Adekunle Adeyinka
666 posts

Adekunle Adeyinka
@Mayskit4luv
A Chemist 🧪 | An Overthinker | I am who I am | A coincidence no less unthinkable than any other | Obs Protocol! Love Yours 💼












No, a dog NORMALLY won't go mad simply because it eats a pouched that's intestine. However, I have an interesting idea about the scenario that brought about the myth. Picture this: A pouched rat was foraging. It came across some kolanuts that had just dropped from the tree. It ate some, kept some in its cheek pouch and took them to its burrow. Since it has enough supply of food, it kept eating more and more of the kolanuts. Now, there are tiny bits of kolanuts in its stomach and its intestinal walls are saturated with theobromine and caffeine from the kolanuts. Just then, some hunters came with their dogs, they hunted this pouched rat and probably some other animals too. When they got home, they prepared the rat and removed its intestine for the dog(s) to eat. Within five hours of eating the pouched rat's intestine, the dog(s) started vomiting and stooling. They were panting heavily, urinating like their life depended on it and breathing erratically.
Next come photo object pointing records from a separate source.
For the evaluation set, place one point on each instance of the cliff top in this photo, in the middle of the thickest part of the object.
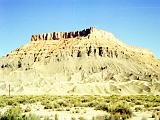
(64, 35)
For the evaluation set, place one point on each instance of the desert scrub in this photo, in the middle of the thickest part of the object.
(14, 113)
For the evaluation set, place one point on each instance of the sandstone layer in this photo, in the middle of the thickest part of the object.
(90, 62)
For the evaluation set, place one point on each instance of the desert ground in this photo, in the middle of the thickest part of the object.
(47, 107)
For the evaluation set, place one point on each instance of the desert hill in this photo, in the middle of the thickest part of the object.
(90, 62)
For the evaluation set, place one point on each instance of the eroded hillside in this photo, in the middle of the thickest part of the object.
(90, 61)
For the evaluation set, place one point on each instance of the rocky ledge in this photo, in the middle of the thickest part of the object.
(63, 35)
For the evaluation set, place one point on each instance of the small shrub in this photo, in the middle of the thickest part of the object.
(56, 117)
(81, 118)
(144, 118)
(27, 109)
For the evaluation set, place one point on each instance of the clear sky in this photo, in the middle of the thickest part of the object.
(135, 22)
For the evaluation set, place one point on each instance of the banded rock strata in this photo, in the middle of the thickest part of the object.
(90, 61)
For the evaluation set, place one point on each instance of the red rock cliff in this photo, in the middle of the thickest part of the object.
(62, 35)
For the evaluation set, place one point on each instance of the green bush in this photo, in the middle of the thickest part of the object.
(14, 113)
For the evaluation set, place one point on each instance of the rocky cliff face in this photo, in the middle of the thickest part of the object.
(63, 35)
(90, 61)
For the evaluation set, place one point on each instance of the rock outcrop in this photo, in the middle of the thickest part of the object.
(62, 35)
(90, 61)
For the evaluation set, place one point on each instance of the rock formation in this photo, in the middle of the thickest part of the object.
(90, 61)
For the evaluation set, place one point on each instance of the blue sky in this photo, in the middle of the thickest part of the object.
(135, 22)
A few minutes later, they were displaying hyperactivity, restlessness, muscle tremors, and later, convulsions or seizures. The dogs later died. The hunters, seeing this, concluded that the pouched rat's intestine must have caused this. Even though they made an observation and drew inference from their observation, they didn't test their hypothesis. If they had given another pouched rat's intestine to dogs another day, they would have known that a normal intestine won't drive a dog mad or kill it. I guess they were too afraid of losing their dogs to try it. What they experience is as a result of the theobromine and caffeine (from kolanuts) in the rat's intestine.